Get an instance from the dataset. At a minimum this will contain the field “input_ids”, a integer tensor of token IDs.

Return type:

Dict[str, Any]

class olmo_core.data.numpy_dataset.NumpyFSLDatasetBase(*paths, sequence_length, pad_token_id, eos_token_id, vocab_size, dtype=<class 'numpy.uint16'>, metadata=None, include_instance_metadata=None, generate_doc_lengths=False, bos_token_id=None, instance_filter_config=None, label_mask_paths=None)[source]

Bases: NumpyDatasetBase, Dataset[Dict[str, Any]]

A base class for fixed sequence length (FSL) numpy array-backed datasets.

property max_sequence_length: int

The maximum sequence length of any instances generated by this dataset.

class olmo_core.data.numpy_dataset.NumpyFSLDataset(*paths, sequence_length, pad_token_id, eos_token_id, vocab_size, dtype=<class 'numpy.uint16'>, metadata=None, include_instance_metadata=None, generate_doc_lengths=False, bos_token_id=None, max_target_sequence_length=None, instance_filter_config=None, label_mask_paths=None)[source]

Bases: NumpyFSLDatasetBase

A fixed sequence length (FSL) numpy array-backed dataset.

In this implementation the token IDs from all arrays are concatenated together and then chunked into contiguous blocks of sequence_length tokens to create instances. Therefore documents may be split over multiple instances.

Important

If the length of an array is not a multiple of sequence_length or max_target_sequence_length the remainder of the tokens will be ignored.

Important

No special tokens are added to the input IDs so it’s assumed that if you want EOS tokens between documents, for example, those will already be in the array.

Parameters:
  • paths (Union[Path, PathLike, str]) – Paths or URLs to numpy token ID arrays.

  • sequence_length (int) – The number of tokens to chunk together into a single instance. Generally this should correspond to your model’s maximum input length.

  • pad_token_id (int) – The ID of the padding token.

  • eos_token_id (int) – The ID of the EOS token.
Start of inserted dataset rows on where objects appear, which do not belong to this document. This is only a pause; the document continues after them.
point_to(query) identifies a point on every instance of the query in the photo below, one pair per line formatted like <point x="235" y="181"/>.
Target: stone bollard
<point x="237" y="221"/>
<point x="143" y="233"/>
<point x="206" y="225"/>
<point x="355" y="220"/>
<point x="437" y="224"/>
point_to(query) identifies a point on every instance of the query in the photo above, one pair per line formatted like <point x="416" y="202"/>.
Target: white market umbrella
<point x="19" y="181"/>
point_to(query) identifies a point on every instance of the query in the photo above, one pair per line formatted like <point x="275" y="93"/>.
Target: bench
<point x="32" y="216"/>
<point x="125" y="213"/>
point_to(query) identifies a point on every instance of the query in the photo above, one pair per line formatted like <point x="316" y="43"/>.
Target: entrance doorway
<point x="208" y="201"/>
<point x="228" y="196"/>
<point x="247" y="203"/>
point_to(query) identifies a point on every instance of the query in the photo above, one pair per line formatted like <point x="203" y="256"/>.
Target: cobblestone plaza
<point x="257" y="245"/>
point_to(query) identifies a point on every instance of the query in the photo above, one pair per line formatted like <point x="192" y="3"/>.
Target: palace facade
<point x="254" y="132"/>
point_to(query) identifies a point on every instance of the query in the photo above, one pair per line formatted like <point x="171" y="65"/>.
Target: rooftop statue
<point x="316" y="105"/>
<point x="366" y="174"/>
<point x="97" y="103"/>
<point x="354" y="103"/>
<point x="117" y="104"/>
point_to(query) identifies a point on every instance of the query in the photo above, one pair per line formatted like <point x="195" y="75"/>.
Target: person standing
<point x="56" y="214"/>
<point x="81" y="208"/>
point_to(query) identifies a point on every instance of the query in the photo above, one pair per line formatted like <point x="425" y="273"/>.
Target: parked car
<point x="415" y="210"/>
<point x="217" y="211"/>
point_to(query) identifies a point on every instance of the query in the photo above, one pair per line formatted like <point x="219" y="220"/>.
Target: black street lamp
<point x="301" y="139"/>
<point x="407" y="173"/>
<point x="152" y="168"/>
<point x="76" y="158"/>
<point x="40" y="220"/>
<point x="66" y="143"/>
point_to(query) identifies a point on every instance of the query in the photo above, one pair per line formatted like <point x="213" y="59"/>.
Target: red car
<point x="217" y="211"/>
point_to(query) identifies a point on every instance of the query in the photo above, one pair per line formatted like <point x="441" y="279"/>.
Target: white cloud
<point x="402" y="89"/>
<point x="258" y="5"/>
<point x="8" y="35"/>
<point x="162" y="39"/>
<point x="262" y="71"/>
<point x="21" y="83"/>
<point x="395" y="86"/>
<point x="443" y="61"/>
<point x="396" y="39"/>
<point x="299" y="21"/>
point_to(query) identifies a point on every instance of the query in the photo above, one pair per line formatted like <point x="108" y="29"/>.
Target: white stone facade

  • dtype (Union[Type[uint8], Type[uint16], Type[uint32], Type[uint64]], default: <class 'numpy.uint16'>) – The numpy datatype of the arrays.

  • metadata (Union[List[Dict[str, Any]], Dict[str, Any], None], default: None) – Metadata to add to each item. This should be a dictionary or a list of dictionaries with the same number of items as there are paths.

  • include_instance_metadata (Optional[bool], default: None) – If True (the default), each instance returned from __getitem__() will include the metadata from its source.

  • max_target_sequence_length (Optional[int], default: None) – Optional upper bound used when precomputing cached offsets. If you’re planning a sequence-length warm-up, set this to the final chunk size so future datasets with larger sequence_length values can reuse the exact same document ordering. The current dataset still returns sequence_length-token windows; this hint simply keeps token boundaries and cache files deterministic across warm-up stages. Leave None if you won’t rebuild at a larger length.

property fingerprint_fields: Tuple[str, ...]

Extra values to include when calculating the data contents fingerprint.

property num_tokens: int

Get the total number of tokens in the dataset.

property max_sequence_length: int

The maximum sequence length of any instances generated by this dataset.

property file_sizes: Tuple[int, ...]

The size, in bytes, of each numpy array.

property offsets: Tuple[Tuple[int, int], ...]

Gives the global start and end instance indices for each data file in the dataset.

prepare()[source]

Perform any necessary preparation.

Warning

Be sure to set work_dir properly before calling this and only call this from the main process (not a worker process).

__len__()[source]

Get the number of instances in the dataset.

Return type:

int

__getitem__(index)[source]

Get an instance from the dataset. At a minimum this will contain the field “input_ids”, a integer tensor of token IDs.

Return type:

Dict[str, Any]

class olmo_core.data.numpy_dataset.NumpyFSLDatasetMixture(*paths, path_offset_index, seed, sequence_length, pad_token_id, eos_token_id, vocab_size, dtype=<class 'numpy.uint16'>, metadata=None, include_instance_metadata=None, generate_doc_lengths=False, bos_token_id=None, max_target_sequence_length=None, instance_filter_config=None)[source]

Bases: NumpyFSLDataset

A version of NumpyFSLDataset built from a mixture of sources and their expected token ratios relative to each other. A path_offset_index is used to determine the number of instances to retain from a path when constructing the local indices.

prepare()[source]

Perform any necessary preparation.

Warning

Be sure to set work_dir properly before calling this and only call this from the main process (not a worker process).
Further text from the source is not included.